The Gun by Fuminori Nakamura
New York. SoHo Press. 2016. 208 pages.
In Fuminori Nakamura’s The Gun, this master of Hitchcockian noir builds on the style and plotting that made his recent The Thief and Evil and the Mask masterpieces of modern crime fiction.
The novel kicks off with its hook: Nishikawa, a young student out of Tokyo, stumbles across a dead body while out on one of his nightly walks. He discovers a gun on the body and, in a moment of impulsivity, takes it with him. Thus begins his strange obsession with his newfound toy: the gun begins to call out to him, to speak to him. He cancels appointments with friends to simply sit at home, looking at the gun. It’s in this obsession that Nakamura’s strengths really shine. He is able to deposit the reader into the head of this disturbed, sociopathic young man. While we don’t necessarily sympathize with Nishikawa, we are at least made to understand, from a somewhat cold distance, his thought process, his feelings.
Nakamura successfully weaves in a commentary on modern Japanese culture with respect to its relationship to outsiders, specifically Americans. This is done in a nonintrusive way that blends seamlessly with the propulsive narrative.
Toward the end of the book, Nakamura hits a bit of a snag. He begins to pile up threads that will lead to the book’s harrowing conclusion.
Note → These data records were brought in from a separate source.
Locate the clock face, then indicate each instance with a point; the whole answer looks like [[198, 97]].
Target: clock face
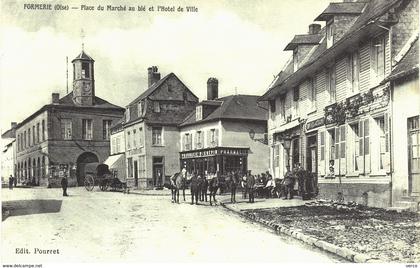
[[86, 88]]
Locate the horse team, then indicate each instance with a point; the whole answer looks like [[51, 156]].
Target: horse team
[[200, 187]]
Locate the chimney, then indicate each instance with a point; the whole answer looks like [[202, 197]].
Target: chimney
[[314, 28], [153, 75], [55, 98], [212, 88]]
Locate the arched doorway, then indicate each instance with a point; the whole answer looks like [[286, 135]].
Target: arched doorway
[[82, 160]]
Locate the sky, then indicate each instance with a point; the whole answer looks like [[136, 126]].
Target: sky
[[240, 42]]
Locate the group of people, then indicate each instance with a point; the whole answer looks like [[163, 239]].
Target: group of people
[[12, 182], [297, 181]]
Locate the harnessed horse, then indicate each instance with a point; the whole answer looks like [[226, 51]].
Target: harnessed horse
[[177, 183]]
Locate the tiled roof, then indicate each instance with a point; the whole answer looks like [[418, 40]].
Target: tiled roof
[[409, 64], [83, 56], [304, 39], [98, 102], [362, 27], [341, 8], [151, 89], [238, 107]]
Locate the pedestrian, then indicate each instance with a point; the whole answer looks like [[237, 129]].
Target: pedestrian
[[269, 186], [250, 183], [11, 182], [234, 180], [288, 183], [64, 184]]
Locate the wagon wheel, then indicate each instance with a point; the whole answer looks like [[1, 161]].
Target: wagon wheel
[[89, 183], [104, 185]]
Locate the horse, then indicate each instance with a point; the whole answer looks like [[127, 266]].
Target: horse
[[203, 188], [177, 183], [195, 188], [214, 185]]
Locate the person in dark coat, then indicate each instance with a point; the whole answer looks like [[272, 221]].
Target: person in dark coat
[[64, 184], [11, 182], [250, 184], [288, 183], [234, 181]]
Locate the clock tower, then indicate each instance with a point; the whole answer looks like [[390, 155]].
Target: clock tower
[[83, 80]]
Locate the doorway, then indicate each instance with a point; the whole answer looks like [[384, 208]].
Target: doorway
[[414, 156], [158, 172], [136, 174], [82, 160]]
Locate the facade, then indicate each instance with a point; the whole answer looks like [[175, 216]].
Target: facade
[[405, 96], [63, 136], [331, 110], [224, 134], [151, 130], [8, 153]]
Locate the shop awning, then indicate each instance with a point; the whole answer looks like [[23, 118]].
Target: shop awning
[[287, 126], [115, 161]]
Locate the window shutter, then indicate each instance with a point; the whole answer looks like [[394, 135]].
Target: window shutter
[[322, 138], [209, 138], [366, 135], [337, 143], [343, 141], [386, 130]]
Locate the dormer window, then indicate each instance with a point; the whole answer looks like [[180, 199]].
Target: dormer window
[[85, 70], [127, 114], [330, 33], [199, 113], [140, 109]]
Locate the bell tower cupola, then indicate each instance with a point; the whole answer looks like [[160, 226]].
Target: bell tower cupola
[[83, 80]]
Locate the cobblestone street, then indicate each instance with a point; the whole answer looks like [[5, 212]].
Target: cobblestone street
[[110, 226]]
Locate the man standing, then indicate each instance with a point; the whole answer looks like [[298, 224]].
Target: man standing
[[11, 182], [288, 183], [64, 184], [234, 180], [250, 183]]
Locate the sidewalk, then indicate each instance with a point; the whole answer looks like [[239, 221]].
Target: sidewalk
[[358, 234]]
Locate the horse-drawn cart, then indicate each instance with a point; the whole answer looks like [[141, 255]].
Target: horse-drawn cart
[[100, 175]]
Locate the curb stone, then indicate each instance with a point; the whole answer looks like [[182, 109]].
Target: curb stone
[[329, 247]]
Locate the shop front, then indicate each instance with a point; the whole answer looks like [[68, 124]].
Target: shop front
[[221, 159]]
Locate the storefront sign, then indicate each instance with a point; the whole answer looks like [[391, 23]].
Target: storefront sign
[[213, 152], [315, 124]]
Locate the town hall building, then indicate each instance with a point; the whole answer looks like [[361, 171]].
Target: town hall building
[[63, 136]]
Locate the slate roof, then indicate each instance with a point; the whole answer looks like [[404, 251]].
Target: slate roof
[[152, 88], [362, 28], [83, 56], [236, 107], [354, 8], [304, 39], [409, 64]]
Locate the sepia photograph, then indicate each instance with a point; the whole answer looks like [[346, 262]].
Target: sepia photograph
[[226, 132]]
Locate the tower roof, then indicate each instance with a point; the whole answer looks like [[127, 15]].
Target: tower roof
[[83, 56]]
Unfortunately, these threads come so late in the book that they are not properly built. Such is rarely the case for this reader, but the book feels like it could be about a hundred pages longer. We have so much fun in the first two-thirds, living in the wormy brain of this strange man, that we feel a bit wrenched from it when the plot kicks in.
Overall, however, this is yet another masterwork from one of the best modern practitioners of the crime novel.